I furthermore, there being some difficulties that may arise about this

my will and testament, in two respects, I desire to clear them in words of truth and soberness.

1st. Whereas, My father, upon the decease of my last brother, Benjamin, gave me deeds of my brother's lands and movable estate in immediate possession, yet with this proviso, that it should be only for covart, he being left alone in his old age, and not to hinder his making his will, according to his meaning and true intent, which he afterwards did, and therein devised and gave a third part of his lands and goods to his grandson, my nephew, John Eliot, who hath accordingly received his full part in the movables, and I have given him an imperfect deed of the lands; I do now confirm and ratify my father's will to him, so far as I am enabled by the deeds aforementioned; but for several reasons see not light or ground any further, as to the enlarging of his portion, which reasons may be better concealed than published.

2d.

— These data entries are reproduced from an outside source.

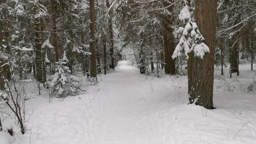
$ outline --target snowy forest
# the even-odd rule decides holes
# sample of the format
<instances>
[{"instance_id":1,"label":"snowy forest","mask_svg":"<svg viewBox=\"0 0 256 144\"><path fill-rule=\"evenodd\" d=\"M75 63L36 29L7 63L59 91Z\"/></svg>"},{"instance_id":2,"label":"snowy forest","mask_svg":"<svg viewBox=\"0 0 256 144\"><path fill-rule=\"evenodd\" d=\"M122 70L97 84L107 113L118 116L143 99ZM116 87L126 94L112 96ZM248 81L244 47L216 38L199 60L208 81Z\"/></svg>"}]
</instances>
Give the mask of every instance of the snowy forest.
<instances>
[{"instance_id":1,"label":"snowy forest","mask_svg":"<svg viewBox=\"0 0 256 144\"><path fill-rule=\"evenodd\" d=\"M0 0L0 144L256 144L256 0Z\"/></svg>"}]
</instances>

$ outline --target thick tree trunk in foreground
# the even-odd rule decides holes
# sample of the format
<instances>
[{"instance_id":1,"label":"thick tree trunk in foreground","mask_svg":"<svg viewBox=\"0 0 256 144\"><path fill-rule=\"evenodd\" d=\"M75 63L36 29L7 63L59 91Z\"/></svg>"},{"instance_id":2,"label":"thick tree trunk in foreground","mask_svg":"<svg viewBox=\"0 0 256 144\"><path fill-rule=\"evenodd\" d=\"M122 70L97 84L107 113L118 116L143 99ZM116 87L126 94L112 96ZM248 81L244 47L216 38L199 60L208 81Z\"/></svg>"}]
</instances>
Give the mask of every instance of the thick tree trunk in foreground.
<instances>
[{"instance_id":1,"label":"thick tree trunk in foreground","mask_svg":"<svg viewBox=\"0 0 256 144\"><path fill-rule=\"evenodd\" d=\"M106 0L106 5L107 7L109 8L110 4L109 3L109 0ZM114 59L114 37L113 35L113 25L112 24L112 18L111 16L113 13L113 8L111 8L110 10L108 15L108 32L109 32L109 40L110 42L110 57L111 64L110 64L110 67L114 69L115 64Z\"/></svg>"},{"instance_id":2,"label":"thick tree trunk in foreground","mask_svg":"<svg viewBox=\"0 0 256 144\"><path fill-rule=\"evenodd\" d=\"M97 77L97 65L96 64L96 41L95 40L95 11L94 0L90 0L90 29L91 37L90 41L90 49L91 55L91 76Z\"/></svg>"},{"instance_id":3,"label":"thick tree trunk in foreground","mask_svg":"<svg viewBox=\"0 0 256 144\"><path fill-rule=\"evenodd\" d=\"M196 0L195 18L205 44L210 48L202 59L195 58L193 63L192 80L193 87L190 96L190 103L198 98L196 104L207 109L213 108L212 102L215 33L217 22L217 0ZM189 82L190 82L189 81Z\"/></svg>"},{"instance_id":4,"label":"thick tree trunk in foreground","mask_svg":"<svg viewBox=\"0 0 256 144\"><path fill-rule=\"evenodd\" d=\"M168 0L170 3L174 2L174 0ZM164 6L168 6L170 3L166 1L163 2ZM173 11L173 6L171 6L167 8L167 10L172 13ZM164 37L164 61L165 65L164 69L165 73L167 74L175 74L175 60L172 58L172 56L173 54L175 47L173 42L174 36L173 30L170 26L173 25L174 21L174 16L173 15L168 15L167 18L165 20L166 22L164 24L163 26L163 37Z\"/></svg>"}]
</instances>

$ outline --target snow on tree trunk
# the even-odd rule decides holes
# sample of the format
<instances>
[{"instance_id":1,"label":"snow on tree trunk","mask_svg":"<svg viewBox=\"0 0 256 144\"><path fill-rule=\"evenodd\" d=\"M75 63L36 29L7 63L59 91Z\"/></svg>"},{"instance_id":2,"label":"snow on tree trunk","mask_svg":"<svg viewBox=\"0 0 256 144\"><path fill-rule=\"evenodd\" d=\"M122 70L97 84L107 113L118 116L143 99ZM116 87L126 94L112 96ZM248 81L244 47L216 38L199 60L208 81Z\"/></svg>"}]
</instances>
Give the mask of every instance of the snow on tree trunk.
<instances>
[{"instance_id":1,"label":"snow on tree trunk","mask_svg":"<svg viewBox=\"0 0 256 144\"><path fill-rule=\"evenodd\" d=\"M94 0L90 0L90 48L92 53L91 55L91 76L97 77L97 64L96 63L96 41L95 39L95 18Z\"/></svg>"},{"instance_id":2,"label":"snow on tree trunk","mask_svg":"<svg viewBox=\"0 0 256 144\"><path fill-rule=\"evenodd\" d=\"M106 5L107 7L109 9L110 7L110 4L109 3L109 0L106 0ZM112 14L113 13L113 8L110 8L109 10L108 13L108 32L109 32L109 40L110 42L110 57L111 64L110 65L110 67L111 68L114 69L115 65L114 58L114 36L113 35L113 25L112 24Z\"/></svg>"},{"instance_id":3,"label":"snow on tree trunk","mask_svg":"<svg viewBox=\"0 0 256 144\"><path fill-rule=\"evenodd\" d=\"M168 2L170 2L170 3ZM173 2L174 2L173 0L163 2L165 7L168 6ZM165 20L166 22L164 22L163 26L164 61L166 63L164 70L166 74L173 75L175 74L175 59L172 59L171 57L174 50L174 44L173 42L174 37L173 30L171 26L173 25L174 19L174 16L169 13L173 12L173 6L168 7L167 10L168 12L167 14L167 18Z\"/></svg>"},{"instance_id":4,"label":"snow on tree trunk","mask_svg":"<svg viewBox=\"0 0 256 144\"><path fill-rule=\"evenodd\" d=\"M195 19L205 43L209 48L202 59L193 60L192 87L190 95L190 103L198 98L197 104L207 109L213 108L212 101L215 33L217 22L217 0L196 0Z\"/></svg>"}]
</instances>

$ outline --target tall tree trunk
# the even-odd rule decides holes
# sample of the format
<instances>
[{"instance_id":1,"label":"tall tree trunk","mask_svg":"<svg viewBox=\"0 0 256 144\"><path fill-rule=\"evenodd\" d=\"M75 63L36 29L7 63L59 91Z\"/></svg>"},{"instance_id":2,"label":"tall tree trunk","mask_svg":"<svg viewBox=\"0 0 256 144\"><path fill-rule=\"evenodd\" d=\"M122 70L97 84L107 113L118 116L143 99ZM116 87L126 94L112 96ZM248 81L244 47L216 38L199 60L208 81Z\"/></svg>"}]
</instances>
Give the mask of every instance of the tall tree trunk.
<instances>
[{"instance_id":1,"label":"tall tree trunk","mask_svg":"<svg viewBox=\"0 0 256 144\"><path fill-rule=\"evenodd\" d=\"M220 64L221 66L221 72L220 75L224 75L224 72L223 71L223 65L224 65L224 58L225 56L224 55L224 48L223 47L223 43L224 42L223 41L223 38L220 38Z\"/></svg>"},{"instance_id":2,"label":"tall tree trunk","mask_svg":"<svg viewBox=\"0 0 256 144\"><path fill-rule=\"evenodd\" d=\"M170 4L174 2L174 0L168 0L163 2L164 6L168 6ZM173 6L169 6L167 8L169 12L172 13L173 12ZM164 23L163 35L164 37L164 60L165 65L164 69L165 73L169 74L175 74L175 60L172 58L175 47L174 42L174 36L173 30L171 26L173 25L174 21L173 15L168 15Z\"/></svg>"},{"instance_id":3,"label":"tall tree trunk","mask_svg":"<svg viewBox=\"0 0 256 144\"><path fill-rule=\"evenodd\" d=\"M143 54L143 47L142 46L140 46L140 50L139 55L140 56L140 74L145 74L146 72L146 68L144 60L144 54Z\"/></svg>"},{"instance_id":4,"label":"tall tree trunk","mask_svg":"<svg viewBox=\"0 0 256 144\"><path fill-rule=\"evenodd\" d=\"M161 50L160 52L160 63L161 63L161 68L162 70L164 67L164 64L163 63L164 62L164 51Z\"/></svg>"},{"instance_id":5,"label":"tall tree trunk","mask_svg":"<svg viewBox=\"0 0 256 144\"><path fill-rule=\"evenodd\" d=\"M157 64L158 64L158 63ZM150 52L150 66L151 67L151 71L154 71L154 62L153 62L153 52L152 51Z\"/></svg>"},{"instance_id":6,"label":"tall tree trunk","mask_svg":"<svg viewBox=\"0 0 256 144\"><path fill-rule=\"evenodd\" d=\"M1 48L2 47L2 42L3 38L3 30L2 22L2 21L0 21L0 48ZM0 50L2 48L0 49ZM2 54L1 52L0 52L0 55L1 54ZM4 64L4 59L0 58L0 66L2 66ZM3 77L4 76L4 72L2 67L0 67L0 90L4 89L4 78Z\"/></svg>"},{"instance_id":7,"label":"tall tree trunk","mask_svg":"<svg viewBox=\"0 0 256 144\"><path fill-rule=\"evenodd\" d=\"M107 7L109 8L110 7L110 4L109 3L109 0L106 0L106 5ZM113 35L113 25L112 24L112 14L113 14L113 8L112 8L108 13L108 31L109 32L109 40L110 42L110 49L111 64L110 65L110 68L114 69L115 65L114 59L114 37Z\"/></svg>"},{"instance_id":8,"label":"tall tree trunk","mask_svg":"<svg viewBox=\"0 0 256 144\"><path fill-rule=\"evenodd\" d=\"M55 0L52 0L52 25L53 29L53 46L54 47L54 51L55 52L55 61L56 62L59 61L59 52L58 47L58 34L57 28L57 22L56 21L56 16L55 16L57 15L56 13L58 12L55 7Z\"/></svg>"},{"instance_id":9,"label":"tall tree trunk","mask_svg":"<svg viewBox=\"0 0 256 144\"><path fill-rule=\"evenodd\" d=\"M251 47L251 50L250 50L251 52L251 70L253 70L253 60L254 60L254 48L253 48L253 42L253 42L253 34L252 34L251 37L252 37L251 38L252 46Z\"/></svg>"},{"instance_id":10,"label":"tall tree trunk","mask_svg":"<svg viewBox=\"0 0 256 144\"><path fill-rule=\"evenodd\" d=\"M239 62L239 53L238 52L238 50L239 48L239 43L238 40L239 39L238 36L237 35L234 36L233 38L230 40L230 46L232 46L232 48L231 49L231 52L232 53L232 56L231 57L231 63L232 64L231 72L234 73L238 72L238 68Z\"/></svg>"},{"instance_id":11,"label":"tall tree trunk","mask_svg":"<svg viewBox=\"0 0 256 144\"><path fill-rule=\"evenodd\" d=\"M189 7L191 7L191 1L190 0L188 0L187 1L188 6ZM193 62L194 59L194 53L193 52L191 52L188 54L189 58L188 59L187 62L187 68L188 69L188 93L190 94L191 91L193 90L192 87L192 72L193 71Z\"/></svg>"},{"instance_id":12,"label":"tall tree trunk","mask_svg":"<svg viewBox=\"0 0 256 144\"><path fill-rule=\"evenodd\" d=\"M106 58L106 40L105 39L104 39L104 40L103 40L103 42L104 43L103 44L103 47L104 47L104 74L106 75L107 74L107 68L106 68L106 63L107 63L107 58Z\"/></svg>"},{"instance_id":13,"label":"tall tree trunk","mask_svg":"<svg viewBox=\"0 0 256 144\"><path fill-rule=\"evenodd\" d=\"M43 82L43 68L42 66L42 43L41 42L41 35L40 32L40 20L37 19L36 20L35 26L36 43L36 79L40 82Z\"/></svg>"},{"instance_id":14,"label":"tall tree trunk","mask_svg":"<svg viewBox=\"0 0 256 144\"><path fill-rule=\"evenodd\" d=\"M96 40L95 39L95 10L94 0L90 0L90 48L92 53L91 55L91 76L97 77L97 64L96 64Z\"/></svg>"},{"instance_id":15,"label":"tall tree trunk","mask_svg":"<svg viewBox=\"0 0 256 144\"><path fill-rule=\"evenodd\" d=\"M191 87L189 99L190 103L197 98L196 104L207 109L213 108L212 101L214 72L215 33L217 22L217 0L196 0L195 19L201 33L205 38L205 43L210 48L204 59L193 60Z\"/></svg>"},{"instance_id":16,"label":"tall tree trunk","mask_svg":"<svg viewBox=\"0 0 256 144\"><path fill-rule=\"evenodd\" d=\"M44 33L43 33L43 31L44 31L44 21L42 19L40 19L40 35L41 36L41 46L42 46L42 44L44 41ZM46 65L45 65L45 55L46 54L46 50L45 50L45 49L46 48L44 48L43 49L42 49L42 67L43 68L43 74L42 74L42 76L43 76L43 79L42 80L43 81L42 82L42 83L44 84L44 83L46 82Z\"/></svg>"}]
</instances>

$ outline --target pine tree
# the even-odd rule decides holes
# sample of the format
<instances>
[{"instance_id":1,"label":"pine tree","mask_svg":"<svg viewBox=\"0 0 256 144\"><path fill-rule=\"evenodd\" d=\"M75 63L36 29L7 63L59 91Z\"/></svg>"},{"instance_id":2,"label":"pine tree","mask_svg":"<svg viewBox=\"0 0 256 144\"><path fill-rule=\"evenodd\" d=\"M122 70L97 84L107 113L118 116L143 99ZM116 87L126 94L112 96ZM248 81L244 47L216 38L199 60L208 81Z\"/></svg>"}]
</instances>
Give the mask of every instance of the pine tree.
<instances>
[{"instance_id":1,"label":"pine tree","mask_svg":"<svg viewBox=\"0 0 256 144\"><path fill-rule=\"evenodd\" d=\"M64 51L62 58L56 62L55 73L51 76L48 81L50 87L52 88L52 91L56 93L57 97L74 95L85 92L79 84L78 79L70 74L69 68L66 66L68 62Z\"/></svg>"}]
</instances>

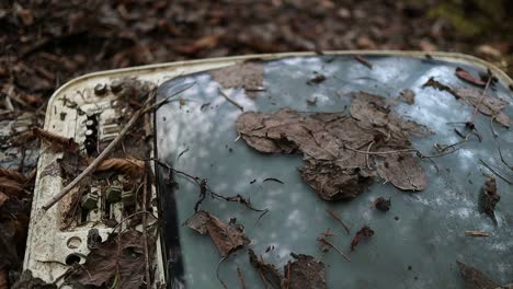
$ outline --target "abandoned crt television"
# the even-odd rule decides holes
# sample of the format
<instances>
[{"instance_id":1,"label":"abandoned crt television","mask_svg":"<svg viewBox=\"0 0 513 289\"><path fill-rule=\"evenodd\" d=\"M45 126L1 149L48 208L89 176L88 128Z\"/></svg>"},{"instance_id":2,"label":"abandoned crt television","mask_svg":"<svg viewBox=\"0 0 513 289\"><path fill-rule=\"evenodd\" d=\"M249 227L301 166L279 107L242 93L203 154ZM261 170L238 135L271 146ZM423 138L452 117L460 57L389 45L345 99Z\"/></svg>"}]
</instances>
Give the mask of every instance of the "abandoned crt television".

Whereas, My father was inclined to give a certain parcel of land to a school designed to be erected in that part of Roxbury commonly called Jamaica, and by reason of some misunderstanding about those parcels of land, there is some interfering in the deeds, I do hereby declare it as my full and final intention, that my father's will and conveyance of land should stand good, all deeds to me nothwithstanding, so far as the ends and true intent of the said school may be promoted; but if there be a failure, then I rather desire that a public school at Roxbury, or the college, be enfeoffed in the said land.

Furthermore, my will is, that whilst my four daughters, or any of them by my former wife, continue in the family and live with their mother, which I advise them to do, except good reason appears to the contrary, that their part of the revenue of the farms go into the common stock of the family for their maintenance.

Lastly. I give to the town of Guilford ten pounds, towards the buying of a bell.

To all these premises above mentioned, as my last will and testament, I have subscribed my hand and set to my seal, this first day of

December, 1693.

In presence of

John Graves, Sen.,

Stephen Bradley, Sen.

JOSEPH ELIOT. [L. 8.]

Mr. Ruggles, in his sermon on the death of Rev. Jared Eliot, says:

"Mr. Joseph Eliot was for many years the conspicuous minister of Guilford, whose great abilities as a divine, a politician, and a physician, were justly admired, not only among his own people, but throughout the colony, where his praises are in the churches."

K. Page 61.

GOVERNOR JONATHAN LAW.

Gov. Law was born in Milford, Aug. 6, 1674, and was son of Jonathan Law, of that place, and grandson of Richard Law, one of the first settlers of Wethersfield and Stamford. He died Nov. 6, 1750. His daughter,

Ann Law, married Jan. 12, 1725, Rev. Samuel Hall, of Wallingford, and died Aug. 23, 1775. Abigail, a daughter of Rev. Mr. Hall and Ann Law, married, Nov. 19, 1767, Rev. John Foote, of Cheshire, who was born April 2, 1742; graduated at Yale Coll., 1765; studied divinity; succeeded Rev. Mr. Hall as pastor of the Congregational Society in Cheshire; and died Aug. 31, 1813. Abigail, his wife, died Nov. 19, 1788. Their son, Hon. Samuel Augustus Foote, Governor of Connecticut and Senator in Congress, was born Nov. 8, 1780, and died Sept. 16, 1846.

L. Page 62.

AUGUSTUS LUCAS.

Augustus Lucas was a French Protestant, who fled his country after the revocation of the edict of Nantz, about 1700, in company with Mr. Laurens, of South Carolina, who had married his sister.